The results of this study seem to confirm the proposed hypothesis regarding the influence of the inspiratory muscle fatigue protocol on respiratory muscle strength, vertical jump, and muscle oxygen saturation, suggesting a decrease in inspiratory muscle strength, as well as a drop in vertical jump performance and muscle oxygen saturation when isolated inspiratory muscle fatigue occurs in healthy youths. Furthermore, both inspiratory strength and vertical jump performance appear to improve with inspiratory muscle activation.

Regarding the results obtained for the variables related to inspiratory muscle strength (MIP and ultrasonography), our findings suggest a significant decrease in IMFG as well as a significant improvement in AG. The results obtained in our study regarding these variables are consistent with previous studies where subjects underwent an isolated inspiratory muscle fatigue protocol [11, 12]. Among all methods that evaluate inspiratory muscle strength, Maximum Inspiratory Pressure (MIP) is considered a gold standard, being an easy-to-perform and well-tolerated test by patients [14], as well as a variable correlated with maximal oxygen consumption and aerobic performance [18, 19].

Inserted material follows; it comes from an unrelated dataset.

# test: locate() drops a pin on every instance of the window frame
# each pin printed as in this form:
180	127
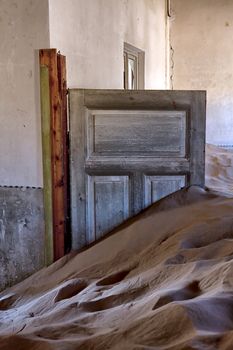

Additionally, the use of ultrasonography for the non-invasive assessment of diaphragm muscle provides an objective evaluation of this structure and its contractile capacity. Measurements in M-mode of diaphragmatic mobility and contraction speed during deep inspiration and sniff maneuvers, as well as B-mode measurements of diaphragmatic thickness during inspiration, correlate with markers of diaphragmatic strength and fatigue such as respiratory muscle strength, esophageal pressure, or transdiaphragmatic pressure [20, 21]. Including these variables in this study ensured the presence of inspiratory muscle fatigue in the Inspiratory Muscle Fatigue Group (IMFG), as well as the condition of the inspiratory muscles in all groups.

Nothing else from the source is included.